Segunda-feira, 1 de outubro de 2007
Saí do cinema “de cena” de Uma Velha Amante para entrar na encenação-experiência de O Homem Provisório, da Casa Laboratório para as Artes do Teatro. Os figurinos, os apetrechos colados aos personagens, as cabeças cortadas que eles levavam pra cá e pra lá, tudo o que se podia ver (e por vezes mesmo sentir o cheiro) em movimento agressivo e incessante, convergiam para contar a história de Teobaldo, o célebre personagem de Guimarães Rosa. A fisicalidade da peça elimina qualquer idéia de organização de elementos num palco e de estudo de falas e posturas. As “imagens” criadas são praticamente todas provisórias ao extremo, concorrentes e instáveis. Os personagens gritam, correm, chocam-se uns aos outros e contra o chão. Os sons e a violência dos corpos são muitas vezes aterradores. Entre uma e outra camada do sertão de cortinas de pano com a vegetação nela impressa, jogos de luz e sombra criam as virtualidades de tudo aquilo que assola Teobaldo – e que se materializa brutalmente em seguida. O espetáculo provoca a imersão pela intensidade e pela habilidade em desdobrar mundos e cenas a partir de ações que se dão num vazio aparente.

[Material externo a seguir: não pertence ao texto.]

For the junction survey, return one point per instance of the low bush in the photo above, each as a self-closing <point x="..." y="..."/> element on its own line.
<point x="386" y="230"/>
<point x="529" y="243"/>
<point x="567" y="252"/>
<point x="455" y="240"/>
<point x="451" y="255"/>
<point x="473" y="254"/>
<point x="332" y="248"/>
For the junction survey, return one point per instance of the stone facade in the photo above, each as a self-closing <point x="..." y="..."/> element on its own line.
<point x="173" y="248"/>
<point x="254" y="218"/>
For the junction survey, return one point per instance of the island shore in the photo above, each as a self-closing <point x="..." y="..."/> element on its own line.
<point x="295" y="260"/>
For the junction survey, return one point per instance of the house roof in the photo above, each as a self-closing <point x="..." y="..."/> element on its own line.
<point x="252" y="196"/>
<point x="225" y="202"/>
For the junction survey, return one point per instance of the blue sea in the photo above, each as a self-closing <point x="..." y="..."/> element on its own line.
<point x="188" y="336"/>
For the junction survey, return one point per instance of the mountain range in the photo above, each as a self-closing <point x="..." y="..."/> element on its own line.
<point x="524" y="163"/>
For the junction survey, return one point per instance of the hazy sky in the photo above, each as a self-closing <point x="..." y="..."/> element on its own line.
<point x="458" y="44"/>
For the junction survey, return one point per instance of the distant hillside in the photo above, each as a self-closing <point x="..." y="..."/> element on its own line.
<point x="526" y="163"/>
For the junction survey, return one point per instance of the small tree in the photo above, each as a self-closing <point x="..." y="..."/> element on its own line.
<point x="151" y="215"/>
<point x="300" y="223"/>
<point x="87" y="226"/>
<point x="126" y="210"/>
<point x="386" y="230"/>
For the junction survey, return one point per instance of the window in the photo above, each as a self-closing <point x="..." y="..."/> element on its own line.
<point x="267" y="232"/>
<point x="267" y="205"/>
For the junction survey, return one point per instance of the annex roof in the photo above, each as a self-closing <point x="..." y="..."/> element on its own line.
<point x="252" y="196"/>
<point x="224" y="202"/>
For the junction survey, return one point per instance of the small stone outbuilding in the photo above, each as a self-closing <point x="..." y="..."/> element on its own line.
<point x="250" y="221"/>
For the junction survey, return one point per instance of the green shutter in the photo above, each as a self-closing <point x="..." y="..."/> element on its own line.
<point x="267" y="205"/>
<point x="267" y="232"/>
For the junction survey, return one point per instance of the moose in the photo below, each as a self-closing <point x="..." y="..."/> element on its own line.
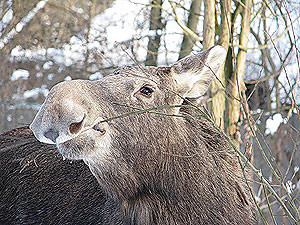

Curioso contraponto a Cochochi, de Laura Amélia Guzmán e Isabel Cárdenas, visto logo em seguida. No filme de equipe mínima e atores que interpretam a si mesmos, a paisagem mexicana está lá o tempo todo. Rochedos, cachoeiras, florestas, pastos. Os personagens, imersos nesta natureza, só sabem funcionar a partir dela – e a câmera reforça a todo instante este pertencimento. Mas, apesar disto – e da imagem capturar os meninos protagonistas sempre de muito perto, acompanhando seus movimentos, avançando junto a eles pelo espaço – impõe-se uma certa frieza nas situações. Os acontecimentos são esvaziados de intensidade para terem sua dramaticidade sublinhada em tempos alongados e de não-ação. Neste processo, boa parte da emoção da narrativa dos dois irmãos que perdem o cavalo do avô se dissipa e quase sempre ficamos apenas com as imagens o exercício cinematográfico, este sim de bastante interesse. (TM)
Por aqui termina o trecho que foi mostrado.